Centraal in het plangebied is in het hofje openbare groene binnenruimte, waarvan de inrichting nog nader bepaald dient te worden.

3.4 Programmatische beschrijving van het plan

Het indicatieve woningbouwprogramma bestaat uit 44 nieuw te realiseren woningen, waarbij de verdeling is gebaseerd op de Woonvisie 2020+, oftewel een programmering met 35% sociale woningbouw (huur en koop waarvan max. 5% sociale koop), 10% middelduur laag en 15% middelduur hoog).

Binnen het plangebied is een aantal woningen bedoeld voor senioren. Het gaat daarbij in ieder geval om de beneden-boven-woningen op de begane grond. Optioneel is het mogelijk om een drietal tussenwoningen met het volledige woonprogramma op de begane grond uit te voeren. Op basis hiervan kan binnen de huidige programmering ruimschoots worden voorzien in het gewenste aandeel van 10% woningen die bijzonder geschikt zijn voor senioren. Van de voorziene woningen zijn 5 woningen (= 11%) bijzonder geschikt voor senioren.

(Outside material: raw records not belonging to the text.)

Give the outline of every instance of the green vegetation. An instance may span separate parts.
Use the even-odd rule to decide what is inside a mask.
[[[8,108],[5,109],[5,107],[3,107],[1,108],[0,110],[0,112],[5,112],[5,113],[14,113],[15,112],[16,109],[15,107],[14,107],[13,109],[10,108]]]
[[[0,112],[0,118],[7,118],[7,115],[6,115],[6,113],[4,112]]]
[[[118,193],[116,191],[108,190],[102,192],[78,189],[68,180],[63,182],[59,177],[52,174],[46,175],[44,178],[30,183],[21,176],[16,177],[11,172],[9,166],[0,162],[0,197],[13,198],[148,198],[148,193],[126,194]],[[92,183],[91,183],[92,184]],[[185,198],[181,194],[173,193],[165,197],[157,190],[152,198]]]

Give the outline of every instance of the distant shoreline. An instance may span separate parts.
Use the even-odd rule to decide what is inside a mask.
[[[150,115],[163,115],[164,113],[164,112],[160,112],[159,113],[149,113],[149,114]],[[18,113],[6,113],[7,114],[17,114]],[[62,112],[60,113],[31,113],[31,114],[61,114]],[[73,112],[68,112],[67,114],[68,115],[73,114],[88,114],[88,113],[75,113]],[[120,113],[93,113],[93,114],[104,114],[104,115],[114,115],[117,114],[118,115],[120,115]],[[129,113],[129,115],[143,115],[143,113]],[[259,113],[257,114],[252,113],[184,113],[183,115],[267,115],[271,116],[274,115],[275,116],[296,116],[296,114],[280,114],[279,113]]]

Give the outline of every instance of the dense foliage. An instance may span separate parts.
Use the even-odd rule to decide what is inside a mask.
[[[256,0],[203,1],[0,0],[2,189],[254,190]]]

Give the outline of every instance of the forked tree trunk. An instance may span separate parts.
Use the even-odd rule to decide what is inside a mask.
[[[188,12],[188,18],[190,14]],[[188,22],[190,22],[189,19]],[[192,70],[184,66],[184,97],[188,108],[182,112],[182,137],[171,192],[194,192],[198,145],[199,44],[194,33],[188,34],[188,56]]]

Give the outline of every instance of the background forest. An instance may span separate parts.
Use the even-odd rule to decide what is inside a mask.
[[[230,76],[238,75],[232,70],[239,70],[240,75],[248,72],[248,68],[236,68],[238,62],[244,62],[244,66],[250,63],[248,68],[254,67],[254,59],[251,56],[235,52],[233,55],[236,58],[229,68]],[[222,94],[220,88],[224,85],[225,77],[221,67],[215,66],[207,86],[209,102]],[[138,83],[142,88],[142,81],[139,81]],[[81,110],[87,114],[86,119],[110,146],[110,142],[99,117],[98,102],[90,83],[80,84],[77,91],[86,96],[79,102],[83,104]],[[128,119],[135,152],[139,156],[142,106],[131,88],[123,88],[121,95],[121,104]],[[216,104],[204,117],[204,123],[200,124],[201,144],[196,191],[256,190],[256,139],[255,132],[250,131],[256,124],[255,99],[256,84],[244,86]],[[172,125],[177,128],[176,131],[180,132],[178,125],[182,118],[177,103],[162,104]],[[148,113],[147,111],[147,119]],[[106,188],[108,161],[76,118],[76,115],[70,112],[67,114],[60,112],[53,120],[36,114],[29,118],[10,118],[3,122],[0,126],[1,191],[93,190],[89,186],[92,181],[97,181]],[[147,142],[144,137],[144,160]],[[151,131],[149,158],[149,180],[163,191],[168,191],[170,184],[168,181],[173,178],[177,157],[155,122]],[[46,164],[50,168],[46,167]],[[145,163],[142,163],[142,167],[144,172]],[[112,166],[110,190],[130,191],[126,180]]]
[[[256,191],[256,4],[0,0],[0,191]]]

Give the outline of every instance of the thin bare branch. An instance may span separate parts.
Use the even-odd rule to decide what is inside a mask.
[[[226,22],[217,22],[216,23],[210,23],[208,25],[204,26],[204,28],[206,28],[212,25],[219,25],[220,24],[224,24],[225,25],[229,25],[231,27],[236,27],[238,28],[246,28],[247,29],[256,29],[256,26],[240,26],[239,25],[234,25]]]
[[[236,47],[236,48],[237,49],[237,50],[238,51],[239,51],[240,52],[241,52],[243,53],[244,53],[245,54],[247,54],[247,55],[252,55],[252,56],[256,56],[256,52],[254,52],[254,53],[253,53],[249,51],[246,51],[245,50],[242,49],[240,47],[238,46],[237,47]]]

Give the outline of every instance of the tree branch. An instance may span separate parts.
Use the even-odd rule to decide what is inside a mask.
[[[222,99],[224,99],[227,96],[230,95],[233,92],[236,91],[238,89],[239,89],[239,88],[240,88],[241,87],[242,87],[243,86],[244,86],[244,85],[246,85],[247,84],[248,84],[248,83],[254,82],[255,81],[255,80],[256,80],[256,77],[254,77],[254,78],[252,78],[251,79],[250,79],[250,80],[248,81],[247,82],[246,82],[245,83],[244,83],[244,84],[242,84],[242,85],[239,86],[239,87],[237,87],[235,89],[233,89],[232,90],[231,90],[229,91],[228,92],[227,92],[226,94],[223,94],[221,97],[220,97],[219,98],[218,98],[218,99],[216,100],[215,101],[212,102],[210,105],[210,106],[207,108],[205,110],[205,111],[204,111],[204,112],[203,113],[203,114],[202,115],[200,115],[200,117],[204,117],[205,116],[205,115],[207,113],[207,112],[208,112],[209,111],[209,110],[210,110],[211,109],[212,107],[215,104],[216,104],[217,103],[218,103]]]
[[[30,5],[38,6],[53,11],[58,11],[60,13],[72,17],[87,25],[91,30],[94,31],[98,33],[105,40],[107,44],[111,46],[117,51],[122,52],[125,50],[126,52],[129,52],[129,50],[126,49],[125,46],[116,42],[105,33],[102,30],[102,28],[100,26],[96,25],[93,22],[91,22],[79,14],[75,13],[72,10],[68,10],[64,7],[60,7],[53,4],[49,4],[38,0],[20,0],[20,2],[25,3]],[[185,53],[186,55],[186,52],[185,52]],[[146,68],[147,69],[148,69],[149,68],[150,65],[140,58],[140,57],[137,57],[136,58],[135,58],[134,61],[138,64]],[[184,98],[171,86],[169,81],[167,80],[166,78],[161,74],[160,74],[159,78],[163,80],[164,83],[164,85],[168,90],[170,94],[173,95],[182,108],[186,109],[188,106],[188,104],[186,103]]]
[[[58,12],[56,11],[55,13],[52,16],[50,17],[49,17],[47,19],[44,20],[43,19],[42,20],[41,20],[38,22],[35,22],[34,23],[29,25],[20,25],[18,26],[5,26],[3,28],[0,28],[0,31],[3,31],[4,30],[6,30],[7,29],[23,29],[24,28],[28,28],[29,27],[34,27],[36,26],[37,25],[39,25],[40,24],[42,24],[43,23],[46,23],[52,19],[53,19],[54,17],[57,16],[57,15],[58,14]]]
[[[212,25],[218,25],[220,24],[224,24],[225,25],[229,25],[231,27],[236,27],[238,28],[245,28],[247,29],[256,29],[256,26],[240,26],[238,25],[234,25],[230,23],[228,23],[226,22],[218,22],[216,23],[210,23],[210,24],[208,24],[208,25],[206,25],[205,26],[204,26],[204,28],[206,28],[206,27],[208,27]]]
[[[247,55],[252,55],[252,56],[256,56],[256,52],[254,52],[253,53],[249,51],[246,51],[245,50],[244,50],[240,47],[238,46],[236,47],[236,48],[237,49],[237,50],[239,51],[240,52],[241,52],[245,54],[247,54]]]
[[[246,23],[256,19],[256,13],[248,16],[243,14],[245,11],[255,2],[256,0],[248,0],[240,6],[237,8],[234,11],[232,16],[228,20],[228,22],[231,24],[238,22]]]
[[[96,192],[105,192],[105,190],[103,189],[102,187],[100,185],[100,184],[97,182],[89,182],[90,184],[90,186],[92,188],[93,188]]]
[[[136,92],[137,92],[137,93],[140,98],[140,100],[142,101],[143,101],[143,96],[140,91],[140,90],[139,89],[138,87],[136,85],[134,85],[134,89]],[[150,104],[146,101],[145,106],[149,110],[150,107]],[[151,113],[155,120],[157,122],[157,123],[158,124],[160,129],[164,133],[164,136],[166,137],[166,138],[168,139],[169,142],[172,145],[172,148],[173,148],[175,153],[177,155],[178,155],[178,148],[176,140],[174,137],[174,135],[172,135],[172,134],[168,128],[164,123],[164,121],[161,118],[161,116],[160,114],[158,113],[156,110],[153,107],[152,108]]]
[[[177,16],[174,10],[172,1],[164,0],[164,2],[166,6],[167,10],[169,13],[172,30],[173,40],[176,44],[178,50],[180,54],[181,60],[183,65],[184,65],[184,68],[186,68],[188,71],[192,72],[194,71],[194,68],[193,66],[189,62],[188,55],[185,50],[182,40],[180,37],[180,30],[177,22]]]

Afbeelding 12: Woningbouwprogrammering.

  Woonvisie 2020+   Aantal   Percentage   Verschil t.o.v. Woonvisie  
Sociaal   35%   15   34 %   -/- 1 %  
Laag midden   10%   5   11 %   + 1 %  
Hoog midden   15%   7   16 %   + 1 %  
Duur   40%   17   39 %   -/- 1 %  
  100%   44   100%    

Hoofdstuk 4 Randvoorwaarden

4.1 Waterhuishouding

4.1.1 Algemeen

Het plangebied ligt binnen het beheersgebied van het Waterschap Vallei en Veluwe. Dit waterschap is in dit gebied verantwoordelijk voor de waterhuishouding: het waterkwaliteits- en -kwantiteitsbeheer en de zorg voor de waterkeringen.

Sinds 1 november 2003 is de watertoets verplicht bij ruimtelijke plannen. Ten behoeve van de planontwikkeling voor onderhavige herontwikkeling is het aspect water4verkend. De gehanteerde uitgangspunten liggen ten grondslag aan deze waterparagraaf.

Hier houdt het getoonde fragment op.